‘Goodfellas’ actor, as deputy sheriff, had right to weapon, chief says


STOWE, Vt. (AP) – “Goodfellas” actor Paul Sorvino, who pulled a gun on his daughter’s ex-boyfriend in a confrontation, was allowed to carry it and never pointed it at the man, according to Police Chief Ken Kaplan.

Sorvino, 67, was ready to fire a warning shot during the Jan. 3 incident involving daughter Amanda Sorvino and ex-boyfriend Daniel Snee, 21, who was threatening her and trying to get into her Stowe Motel room.

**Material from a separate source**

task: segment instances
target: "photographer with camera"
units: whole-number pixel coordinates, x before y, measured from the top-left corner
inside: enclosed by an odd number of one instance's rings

Sorvino, a deputy sheriff in Pennsylvania, is entitled to carry a weapon from state to state, Kaplan said.

“He expressly stated there was no way through his training that he aimed the gun at this person, he didn’t even threaten him,” Kaplan said of Sorvino. “He just said, ‘I have a gun, I want you to stay away from my daughter, back off’, because the guy was out of control, and he was.”

An affidavit filed by Stowe police officer Frederick Whitcomb said Amanda Sorvino had broken up with Snee earlier that night. Snee threatened to kill her, prompting her to lock herself in a bathroom and call police and her father.

After being arrested, a handcuffed Snee escaped through an open window of a police cruiser and was found hiding in trees behind the motel about an hour later, the affidavit said. He was charged with escape and disorderly conduct.

The affidavit said Snee had a blood alcohol content of 0.175, more than double the legal limit for driving in Vermont.

On Tuesday, a Pennsylvania judge granted Amanda Sorvino a protection-from-abuse order against Snee. Snee, of Effort, Pa., was being held Wednesday at the St. Johnsbury Regional Correctional Facility in lieu of $5,000 bail.

Paul Sorvino was the star of 1982’s “That Championship Season.” His film credits include roles in “Goodfellas” and “The Cooler.”

He is also the father of Mira Sorvino, who won an Oscar for her role in Woody Allen’s 1995 comedy “Mighty Aphrodite.”